Two of Alliance's co-presidents, Alden '17 and Rebecca '17, speak at the ASM. Photo by Paige '17
Two of Alliance’s co-presidents, Alden ’17 and Rebecca ’17, speak at the ASM.
Photo by Paige ’17

Two of the club’s three co-presidents, Rebecca ’17 and Alden ’17, introduced a video highlighting statistics regarding transgender people, and following the ASM, the club hosted a discussion during lunch about the presentation.

“We want to shed light on the not so glamorous side of this issue. Many transgenders’ experiences are very different from Caitlyn Jenner’s,” Rebecca said in the presentation.

According to Alliance, transpeople in college face discrimination as many are barred from their desired gender college dorms or are denied the right to be called by their preferred names. In addition, The military forbids transpeople to serve in its ranks, and the U.S. has no current federal legislation that bans discrimination based on gender identity or sexual orientation.

Alden added that Alliance wants to make sure the Marlborough community understands how to treat trans-people.

“You might never understand someone’s identity or experience being who they are, and that’s okay. It’s just important to…respect them,” Alden said.

After exploring possible topics, the Alliance ultimately decided to focus on transgenderism after the recent surge in violence against trans-women of color. According to Alden, violence against transpeople has been an issue since 2011, but in 2015 there have been multiple national news stories of murders of colored transwomen. She added that it is important to acknowledge that being a transman of color is different from being a transman who is white, as racial profiling comes into play.

Just in 2015, 21 transgender Americans have been killed in hate crimes. Transpeople are 1.7 times more likely to be victims of sexual assault and are also ten times more likely to consider suicide than cis-people. According to, in 2013, 45% of LGBT hate crime victims were transwomen of color.

Miranda ’17 appreciated the ASM and the impact of Alliance on campus.

“I think it was very informing. It’s good to have students be aware of the issue, and I feel fortunate that we are living in Los Angeles where there’s a lot of diversity. In other places, they might be ignorant [of transpeople],” Miranda said.

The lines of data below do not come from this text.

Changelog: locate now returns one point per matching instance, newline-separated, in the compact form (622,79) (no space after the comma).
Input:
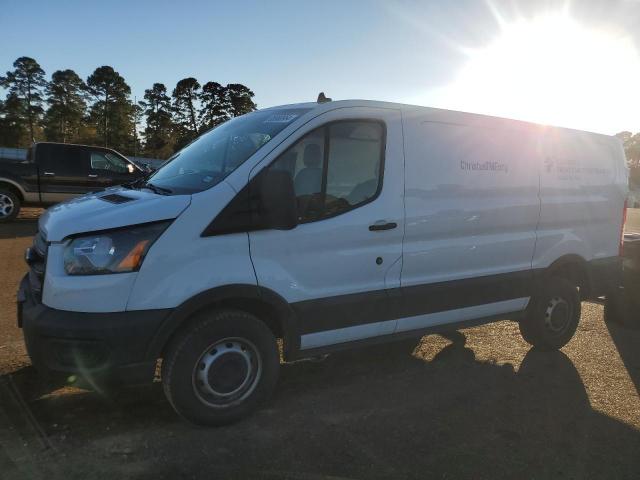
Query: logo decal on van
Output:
(484,166)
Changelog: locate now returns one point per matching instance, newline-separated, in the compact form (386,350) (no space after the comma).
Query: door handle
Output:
(382,225)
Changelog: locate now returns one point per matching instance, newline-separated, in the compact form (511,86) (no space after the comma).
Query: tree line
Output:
(100,111)
(631,143)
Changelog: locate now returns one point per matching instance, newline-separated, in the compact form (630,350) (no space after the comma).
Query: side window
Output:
(335,168)
(63,160)
(110,162)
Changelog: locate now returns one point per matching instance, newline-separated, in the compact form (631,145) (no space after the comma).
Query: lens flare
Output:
(552,70)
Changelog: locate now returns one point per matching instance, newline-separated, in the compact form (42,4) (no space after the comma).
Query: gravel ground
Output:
(476,403)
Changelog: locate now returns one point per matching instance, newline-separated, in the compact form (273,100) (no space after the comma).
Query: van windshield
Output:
(206,161)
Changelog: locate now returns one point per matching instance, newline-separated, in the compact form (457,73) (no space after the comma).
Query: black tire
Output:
(221,368)
(552,316)
(9,205)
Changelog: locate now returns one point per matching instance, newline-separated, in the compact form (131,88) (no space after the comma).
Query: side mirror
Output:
(278,201)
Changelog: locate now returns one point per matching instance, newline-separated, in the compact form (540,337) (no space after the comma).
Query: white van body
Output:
(472,211)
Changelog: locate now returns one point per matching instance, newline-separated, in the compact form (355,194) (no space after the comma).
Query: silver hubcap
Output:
(227,372)
(6,205)
(557,316)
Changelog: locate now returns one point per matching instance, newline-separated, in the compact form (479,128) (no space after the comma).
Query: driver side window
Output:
(335,168)
(109,162)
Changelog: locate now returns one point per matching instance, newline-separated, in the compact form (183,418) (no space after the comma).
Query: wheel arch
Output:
(13,186)
(575,268)
(265,304)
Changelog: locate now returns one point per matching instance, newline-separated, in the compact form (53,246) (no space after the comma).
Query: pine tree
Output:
(159,131)
(66,95)
(215,105)
(13,130)
(186,97)
(26,83)
(112,111)
(240,99)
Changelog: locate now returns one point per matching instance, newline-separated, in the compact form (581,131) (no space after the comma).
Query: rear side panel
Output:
(583,182)
(472,201)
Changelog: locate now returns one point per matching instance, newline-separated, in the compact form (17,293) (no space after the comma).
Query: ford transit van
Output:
(294,231)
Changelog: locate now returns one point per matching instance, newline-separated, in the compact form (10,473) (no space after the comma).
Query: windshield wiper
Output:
(157,189)
(137,183)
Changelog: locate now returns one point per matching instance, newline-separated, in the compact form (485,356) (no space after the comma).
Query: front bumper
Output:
(112,345)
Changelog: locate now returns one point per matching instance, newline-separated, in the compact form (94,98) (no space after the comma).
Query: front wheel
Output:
(9,205)
(553,315)
(222,368)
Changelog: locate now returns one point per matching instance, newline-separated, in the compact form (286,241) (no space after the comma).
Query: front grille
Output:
(36,258)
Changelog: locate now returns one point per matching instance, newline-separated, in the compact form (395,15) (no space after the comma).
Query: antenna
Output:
(322,98)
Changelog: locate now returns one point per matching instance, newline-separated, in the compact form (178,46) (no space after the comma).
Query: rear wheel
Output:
(9,205)
(222,368)
(553,315)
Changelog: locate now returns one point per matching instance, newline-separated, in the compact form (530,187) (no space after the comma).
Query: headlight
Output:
(115,251)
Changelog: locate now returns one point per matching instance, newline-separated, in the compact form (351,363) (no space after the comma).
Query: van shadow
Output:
(627,342)
(378,412)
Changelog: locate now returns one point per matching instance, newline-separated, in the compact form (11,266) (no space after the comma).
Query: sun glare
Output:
(552,70)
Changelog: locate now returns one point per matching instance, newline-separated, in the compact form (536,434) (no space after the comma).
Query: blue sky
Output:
(288,51)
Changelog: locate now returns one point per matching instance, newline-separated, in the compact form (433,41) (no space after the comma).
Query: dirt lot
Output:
(477,403)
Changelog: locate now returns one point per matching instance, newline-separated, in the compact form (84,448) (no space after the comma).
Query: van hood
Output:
(111,208)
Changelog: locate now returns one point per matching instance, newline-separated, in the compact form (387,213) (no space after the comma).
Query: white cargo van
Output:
(328,226)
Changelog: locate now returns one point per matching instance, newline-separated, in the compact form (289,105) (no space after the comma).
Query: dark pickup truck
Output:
(54,172)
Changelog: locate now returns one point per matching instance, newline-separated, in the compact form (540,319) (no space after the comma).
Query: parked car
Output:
(54,172)
(329,226)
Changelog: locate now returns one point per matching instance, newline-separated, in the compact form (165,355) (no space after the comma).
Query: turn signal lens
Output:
(134,258)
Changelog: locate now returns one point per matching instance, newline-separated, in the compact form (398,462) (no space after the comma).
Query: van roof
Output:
(435,114)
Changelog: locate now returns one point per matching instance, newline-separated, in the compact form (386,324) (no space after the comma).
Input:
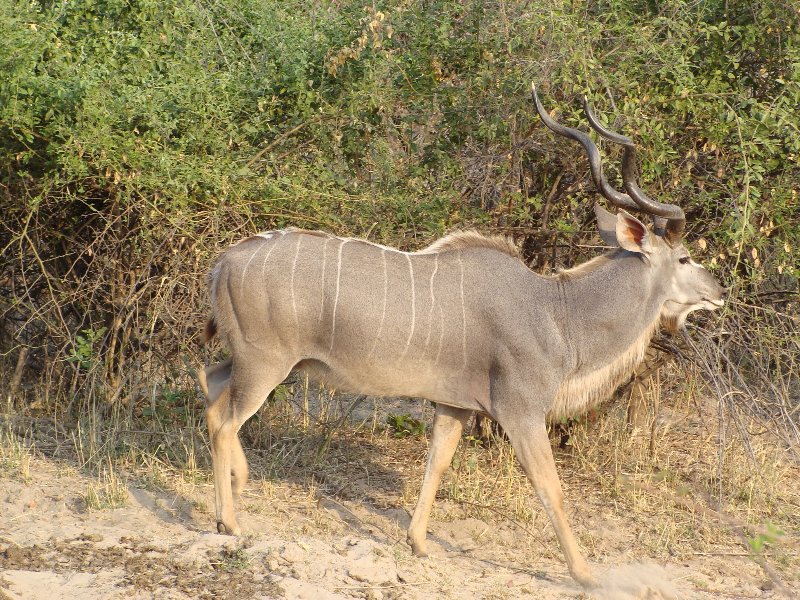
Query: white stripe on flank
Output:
(441,335)
(413,308)
(433,301)
(336,298)
(324,265)
(244,271)
(385,298)
(463,315)
(294,268)
(266,258)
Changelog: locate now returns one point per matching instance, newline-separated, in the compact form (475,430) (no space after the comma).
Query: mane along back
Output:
(459,240)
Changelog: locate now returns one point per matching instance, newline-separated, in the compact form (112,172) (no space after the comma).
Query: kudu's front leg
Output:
(532,446)
(233,396)
(448,423)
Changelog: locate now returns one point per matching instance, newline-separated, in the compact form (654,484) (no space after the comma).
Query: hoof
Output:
(418,550)
(224,530)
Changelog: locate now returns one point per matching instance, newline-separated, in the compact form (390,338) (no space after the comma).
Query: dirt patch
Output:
(340,533)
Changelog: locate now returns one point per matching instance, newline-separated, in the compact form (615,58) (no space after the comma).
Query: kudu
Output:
(463,323)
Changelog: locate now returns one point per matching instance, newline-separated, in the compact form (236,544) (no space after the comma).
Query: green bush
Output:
(138,138)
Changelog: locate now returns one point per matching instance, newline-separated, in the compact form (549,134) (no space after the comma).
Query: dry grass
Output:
(15,455)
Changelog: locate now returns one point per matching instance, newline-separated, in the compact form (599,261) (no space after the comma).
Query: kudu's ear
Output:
(632,235)
(606,225)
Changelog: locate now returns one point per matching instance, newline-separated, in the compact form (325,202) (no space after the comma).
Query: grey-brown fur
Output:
(463,323)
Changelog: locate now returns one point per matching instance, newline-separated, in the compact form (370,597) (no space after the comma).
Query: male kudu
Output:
(463,323)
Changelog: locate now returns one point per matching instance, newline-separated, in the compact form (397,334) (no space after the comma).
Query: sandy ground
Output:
(300,543)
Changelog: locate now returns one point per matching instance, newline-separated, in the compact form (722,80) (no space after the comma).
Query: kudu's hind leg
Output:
(247,389)
(532,447)
(214,381)
(448,423)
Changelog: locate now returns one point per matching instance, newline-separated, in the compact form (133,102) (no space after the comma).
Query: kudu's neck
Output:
(613,304)
(612,310)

After Alliance first proposed their ASM idea to the diversity committee, Upper School Director Laura Hotchkiss and senior administrators reached out. The senior administration team is currently gathering research and speaking to other independent schools about the issue of transgenderism.

Looking to the rest of the school year, Alliance hopes to educate and inform the School further about topics such as transgenderism.